Quantifiers define how many times a character, metacharacter, or character set can be repeated.

Symbol Name Meaning
? Question Mark 0 or 1 repetition
* Asterisk Zero or more times
+ Plus sign One or more times
{n,m} Curly braces Between n and m times

Examples:

  • /hello*/ matches "hell", "hello", "helloo", "hellooo", etc.
  • /hello+/ matches "hello", "helloo", "hellooo", etc. (but not "hell")
  • /hello?/ matches only "hell" or "hello"
  • /hello{2,5}/ matches "helloo", "hellooo", "helloooo", "hellooooo"

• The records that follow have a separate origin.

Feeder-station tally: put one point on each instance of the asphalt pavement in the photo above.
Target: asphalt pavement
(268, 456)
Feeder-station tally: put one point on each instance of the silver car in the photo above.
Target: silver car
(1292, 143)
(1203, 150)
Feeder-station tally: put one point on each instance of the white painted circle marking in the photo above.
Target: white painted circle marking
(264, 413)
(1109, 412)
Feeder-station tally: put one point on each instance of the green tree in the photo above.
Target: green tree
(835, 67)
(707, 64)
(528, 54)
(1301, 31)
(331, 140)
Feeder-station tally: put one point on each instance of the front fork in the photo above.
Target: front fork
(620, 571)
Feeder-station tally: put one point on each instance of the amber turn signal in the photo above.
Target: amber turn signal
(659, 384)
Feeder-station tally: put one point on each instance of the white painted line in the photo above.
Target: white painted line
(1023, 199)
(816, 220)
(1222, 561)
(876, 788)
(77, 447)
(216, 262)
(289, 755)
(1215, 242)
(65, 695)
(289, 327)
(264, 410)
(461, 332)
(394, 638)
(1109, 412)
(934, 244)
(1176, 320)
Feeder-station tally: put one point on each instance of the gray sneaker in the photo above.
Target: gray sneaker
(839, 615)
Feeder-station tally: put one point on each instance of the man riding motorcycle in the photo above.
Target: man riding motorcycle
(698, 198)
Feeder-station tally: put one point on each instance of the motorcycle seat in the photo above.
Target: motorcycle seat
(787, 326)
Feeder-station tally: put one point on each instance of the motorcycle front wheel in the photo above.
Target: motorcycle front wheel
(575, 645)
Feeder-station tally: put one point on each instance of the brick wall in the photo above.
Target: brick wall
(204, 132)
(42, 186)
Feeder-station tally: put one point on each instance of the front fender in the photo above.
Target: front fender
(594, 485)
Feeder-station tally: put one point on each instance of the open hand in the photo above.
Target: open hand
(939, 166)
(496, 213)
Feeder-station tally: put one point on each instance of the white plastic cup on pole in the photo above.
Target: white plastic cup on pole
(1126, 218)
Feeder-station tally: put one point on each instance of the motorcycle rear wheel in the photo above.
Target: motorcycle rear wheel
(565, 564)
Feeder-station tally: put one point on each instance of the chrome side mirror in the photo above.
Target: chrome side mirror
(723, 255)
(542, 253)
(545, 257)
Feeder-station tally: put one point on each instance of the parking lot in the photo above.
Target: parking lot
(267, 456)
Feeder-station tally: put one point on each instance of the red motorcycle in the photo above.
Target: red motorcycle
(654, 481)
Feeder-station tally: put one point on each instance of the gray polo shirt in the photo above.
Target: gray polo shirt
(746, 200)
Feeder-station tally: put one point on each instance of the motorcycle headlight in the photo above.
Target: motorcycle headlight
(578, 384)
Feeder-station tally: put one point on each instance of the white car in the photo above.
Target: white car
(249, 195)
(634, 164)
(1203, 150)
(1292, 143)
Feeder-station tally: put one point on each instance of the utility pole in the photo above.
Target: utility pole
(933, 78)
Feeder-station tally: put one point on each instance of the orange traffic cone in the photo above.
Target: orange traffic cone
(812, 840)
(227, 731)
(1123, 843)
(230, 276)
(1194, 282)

Special Sequence Characters

Pre-defined Characters

Character Description Equivalent
\w Word characters (letters, digits, underscore) [a-zA-Z0-9_]
\W NOT word characters [^a-zA-Z0-9_]
\d Digits [0-9]
\D NOT digits [^0-9]
\s Whitespace characters [ \t\n\r\f\v]
\S NOT whitespace characters [^ \t\n\r\f\v]

Boundary Characters

Boundary matchers identify specific positions within the input text.

Matcher Description
^ Matches at the beginning of a line
$ Matches at the end of a line
\b Matches a word boundary (beginning or end of word)
\B Matches anything that is NOT a word boundary
\A Matches the beginning of the input
\Z Matches the end of the input

Practice Exercises

Excerise 1: Basic Pattern Matching

Consider this example string:

The quick brown fox jumps over the lazy dog. This is outside (this is inside)

Question Answer
Match the string "fox" and provide its range 16-19
How many times does "is" appear in the string? 4
Match the pattern "(this is inside)" and provide its range 61-77

Excerise 2: Using OR Operator (pipe)

For the string:

The sun rises in the east and sets in the west. Birds sing in the morning or evening.

Question Pattern
Match either "sun" or "moon" sun|moon
Match either "east" or "west" east|west
Match either "morning" or "evening" morning|evening
Match either "rises", "sets", or "sing" rises|sets|sing
Match either "The" or "Birds" The|Birds

Excerise 3: Character Set, dot(.)

For this data:

Contact Information:
John Doe - john.doe@example.com - (555) 123-4567
Mary Smith - mary_smith@email.net - 555.987.6543
Tom Johnson - tom-johnson@company.org - (555)246-8910
Sarah Brown - sarah@brown.co.uk - +1-555-369-7412
Mike Wilson - mike.wilson@subdomain.example.edu - 555 741 0258

Question Pattern
Match any single vowel [aeiou]
Match either "John" or "Tom" John|Tom
Match any character that is NOT a digit [^0-9]
Match either "com" or "net" in email domains com|net
Match any single digit in phone numbers [0-9]
Match any character between 'T' and 'm' in "Tom" T.m
Match any single uppercase letter [A-Z]
Match any character that is not a letter or number [^0-9a-zA-Z]

Excerise 4: Quantiers

Consider the below example string and Use the "The Curious Case of the Missing Code" text to answer the following questions.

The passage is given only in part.